“The moon,” he said.
Then, indeed, Nkose, amazement was my lot—amazement and dismay. And well it might be. For last night the moon had not quite passed its first quarter. To-night it was nearly full.
Like one in a dream I gazed. Anything might be possible in this abode of tagati, but that the moon should change in one day from half to nearly full—au! that was too much.
“What does it mean, Jambúla?” I said at length. “Last night the moon was less than half, and now—?”
“Au!” muttered Jambúla, bringing his hand to his mouth with a strange sort of laugh. “Who am I that I should contradict you, my father? But last night the moon was nearly as it is now. But the night you left us it was but at half.”
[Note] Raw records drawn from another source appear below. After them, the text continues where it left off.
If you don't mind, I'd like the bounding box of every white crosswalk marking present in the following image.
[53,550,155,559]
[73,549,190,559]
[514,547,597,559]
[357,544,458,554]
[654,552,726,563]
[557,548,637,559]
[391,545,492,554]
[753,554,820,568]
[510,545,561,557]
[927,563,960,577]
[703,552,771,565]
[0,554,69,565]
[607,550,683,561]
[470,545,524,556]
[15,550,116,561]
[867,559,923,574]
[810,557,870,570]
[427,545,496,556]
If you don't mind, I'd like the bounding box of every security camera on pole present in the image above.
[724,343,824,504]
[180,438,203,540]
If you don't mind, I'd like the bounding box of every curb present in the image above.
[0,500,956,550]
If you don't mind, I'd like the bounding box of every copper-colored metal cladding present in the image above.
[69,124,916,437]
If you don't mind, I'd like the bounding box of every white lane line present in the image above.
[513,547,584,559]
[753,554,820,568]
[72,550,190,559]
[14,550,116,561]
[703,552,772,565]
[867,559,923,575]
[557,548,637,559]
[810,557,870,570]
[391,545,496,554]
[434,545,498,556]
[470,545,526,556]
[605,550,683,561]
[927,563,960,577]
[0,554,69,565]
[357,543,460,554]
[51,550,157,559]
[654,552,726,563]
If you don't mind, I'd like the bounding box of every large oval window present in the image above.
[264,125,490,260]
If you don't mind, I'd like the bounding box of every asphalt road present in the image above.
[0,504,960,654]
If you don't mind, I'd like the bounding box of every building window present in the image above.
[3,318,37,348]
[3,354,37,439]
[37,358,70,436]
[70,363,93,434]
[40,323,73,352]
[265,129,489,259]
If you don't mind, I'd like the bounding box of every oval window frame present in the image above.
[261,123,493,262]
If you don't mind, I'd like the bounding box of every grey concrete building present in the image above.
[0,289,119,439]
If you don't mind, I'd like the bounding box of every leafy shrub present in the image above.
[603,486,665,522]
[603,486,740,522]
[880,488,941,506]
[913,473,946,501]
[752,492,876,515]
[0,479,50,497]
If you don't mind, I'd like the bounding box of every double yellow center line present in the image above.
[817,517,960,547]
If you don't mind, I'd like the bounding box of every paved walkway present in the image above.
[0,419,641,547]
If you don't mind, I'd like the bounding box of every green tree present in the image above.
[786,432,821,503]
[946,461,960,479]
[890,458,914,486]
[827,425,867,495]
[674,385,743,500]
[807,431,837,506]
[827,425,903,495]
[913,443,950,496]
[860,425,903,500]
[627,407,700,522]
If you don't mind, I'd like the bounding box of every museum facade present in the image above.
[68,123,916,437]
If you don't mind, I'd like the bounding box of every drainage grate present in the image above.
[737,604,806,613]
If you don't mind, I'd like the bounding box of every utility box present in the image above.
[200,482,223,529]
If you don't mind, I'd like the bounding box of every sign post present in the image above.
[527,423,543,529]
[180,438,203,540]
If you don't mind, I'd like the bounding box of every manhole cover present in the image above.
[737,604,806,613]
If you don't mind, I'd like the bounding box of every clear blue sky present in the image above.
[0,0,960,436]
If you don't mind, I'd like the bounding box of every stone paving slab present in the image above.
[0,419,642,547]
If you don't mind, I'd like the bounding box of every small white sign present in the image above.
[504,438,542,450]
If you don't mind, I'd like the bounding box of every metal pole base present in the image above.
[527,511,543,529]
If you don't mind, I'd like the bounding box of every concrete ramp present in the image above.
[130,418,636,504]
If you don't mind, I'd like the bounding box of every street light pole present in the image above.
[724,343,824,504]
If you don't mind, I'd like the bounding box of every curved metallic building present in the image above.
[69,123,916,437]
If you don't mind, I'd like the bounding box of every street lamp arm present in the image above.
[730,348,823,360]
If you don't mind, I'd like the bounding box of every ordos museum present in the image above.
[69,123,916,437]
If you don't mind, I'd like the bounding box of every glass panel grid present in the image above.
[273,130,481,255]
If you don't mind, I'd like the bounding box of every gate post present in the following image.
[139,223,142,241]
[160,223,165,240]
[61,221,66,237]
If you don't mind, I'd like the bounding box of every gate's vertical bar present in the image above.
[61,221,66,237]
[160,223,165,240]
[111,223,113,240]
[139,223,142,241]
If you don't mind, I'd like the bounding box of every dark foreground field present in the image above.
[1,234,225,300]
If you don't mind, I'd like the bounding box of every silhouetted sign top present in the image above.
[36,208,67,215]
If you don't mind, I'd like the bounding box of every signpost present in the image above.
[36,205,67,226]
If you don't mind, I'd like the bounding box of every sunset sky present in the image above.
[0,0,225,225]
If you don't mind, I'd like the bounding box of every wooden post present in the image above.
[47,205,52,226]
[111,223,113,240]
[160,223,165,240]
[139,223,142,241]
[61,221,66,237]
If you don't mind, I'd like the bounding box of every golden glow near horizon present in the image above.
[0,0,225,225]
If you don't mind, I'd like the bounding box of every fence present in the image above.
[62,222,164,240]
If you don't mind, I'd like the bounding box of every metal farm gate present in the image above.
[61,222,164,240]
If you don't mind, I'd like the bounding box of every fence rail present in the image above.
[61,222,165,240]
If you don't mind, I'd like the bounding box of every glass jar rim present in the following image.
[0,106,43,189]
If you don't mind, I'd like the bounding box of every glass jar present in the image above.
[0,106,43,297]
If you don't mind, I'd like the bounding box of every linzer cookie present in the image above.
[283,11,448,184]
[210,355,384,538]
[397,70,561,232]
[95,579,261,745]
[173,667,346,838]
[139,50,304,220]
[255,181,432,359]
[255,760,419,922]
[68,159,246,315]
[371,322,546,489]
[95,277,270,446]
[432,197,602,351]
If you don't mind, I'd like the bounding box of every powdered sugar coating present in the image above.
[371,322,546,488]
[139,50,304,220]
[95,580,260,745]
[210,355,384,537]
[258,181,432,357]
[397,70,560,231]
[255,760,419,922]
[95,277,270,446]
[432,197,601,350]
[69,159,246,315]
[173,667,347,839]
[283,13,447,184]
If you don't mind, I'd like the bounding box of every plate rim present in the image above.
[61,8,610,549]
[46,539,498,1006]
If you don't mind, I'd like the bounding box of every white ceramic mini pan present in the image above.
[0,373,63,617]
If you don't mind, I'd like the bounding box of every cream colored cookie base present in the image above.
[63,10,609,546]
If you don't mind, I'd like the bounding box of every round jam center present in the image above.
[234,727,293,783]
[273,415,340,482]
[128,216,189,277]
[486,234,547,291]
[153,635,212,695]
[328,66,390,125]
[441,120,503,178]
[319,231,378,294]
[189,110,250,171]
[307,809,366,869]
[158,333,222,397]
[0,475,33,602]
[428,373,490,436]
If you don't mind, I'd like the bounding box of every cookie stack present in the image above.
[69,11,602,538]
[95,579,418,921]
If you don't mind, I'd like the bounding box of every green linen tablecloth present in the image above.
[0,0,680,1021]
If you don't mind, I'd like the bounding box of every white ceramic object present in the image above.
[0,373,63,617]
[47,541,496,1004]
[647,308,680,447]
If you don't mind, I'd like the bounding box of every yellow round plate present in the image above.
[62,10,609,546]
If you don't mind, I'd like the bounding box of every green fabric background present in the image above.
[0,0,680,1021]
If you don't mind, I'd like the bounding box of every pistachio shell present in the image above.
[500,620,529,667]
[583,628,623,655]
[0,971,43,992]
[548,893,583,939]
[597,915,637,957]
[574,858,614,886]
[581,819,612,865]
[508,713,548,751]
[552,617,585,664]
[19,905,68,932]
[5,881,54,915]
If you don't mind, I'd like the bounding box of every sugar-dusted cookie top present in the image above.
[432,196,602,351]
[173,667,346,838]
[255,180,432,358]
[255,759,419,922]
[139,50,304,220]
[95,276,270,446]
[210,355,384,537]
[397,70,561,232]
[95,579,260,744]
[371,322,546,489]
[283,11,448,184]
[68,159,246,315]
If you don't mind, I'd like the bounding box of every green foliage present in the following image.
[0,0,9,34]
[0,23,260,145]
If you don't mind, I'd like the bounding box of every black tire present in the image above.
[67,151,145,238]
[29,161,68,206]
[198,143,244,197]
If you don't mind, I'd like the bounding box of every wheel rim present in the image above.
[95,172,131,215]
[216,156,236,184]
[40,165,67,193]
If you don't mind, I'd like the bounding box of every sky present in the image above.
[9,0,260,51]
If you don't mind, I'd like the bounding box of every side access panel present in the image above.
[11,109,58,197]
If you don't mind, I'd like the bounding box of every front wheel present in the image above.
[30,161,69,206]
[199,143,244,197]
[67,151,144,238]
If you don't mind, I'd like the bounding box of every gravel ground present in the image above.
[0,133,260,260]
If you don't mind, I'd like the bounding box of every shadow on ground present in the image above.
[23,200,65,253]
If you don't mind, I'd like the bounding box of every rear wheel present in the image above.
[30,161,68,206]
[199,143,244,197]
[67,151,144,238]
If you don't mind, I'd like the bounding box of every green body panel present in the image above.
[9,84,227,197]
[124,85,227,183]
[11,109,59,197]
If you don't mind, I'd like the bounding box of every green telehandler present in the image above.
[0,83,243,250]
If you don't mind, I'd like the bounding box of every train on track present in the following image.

“And was not that last night, O fool? In truth the wizardry of this place has eaten into thy brain. And yet—!”
There was the moon, Nkose, within a day or two of full. It could not lie, even though Jambúla could. Stupidly I gazed at it, then at him.
“And how long ago is it that I left you, Jambúla?”
“Six days, father.”
Ha! Now I saw. Now everything was clear. The wizard, and the múti fire—the green, choking vapour that had filled my lungs and brain, causing me to see strange and fearful things—had kept me in a state of slumber. For six days I had lain within the heart of the rock, and I had thought it but the short part of one day. My hunger on my recovery—the state of putrefaction of the body of the slave whom I had supposed to have been slain only that morning—the change of the moon—all, indeed, stood clear enough now.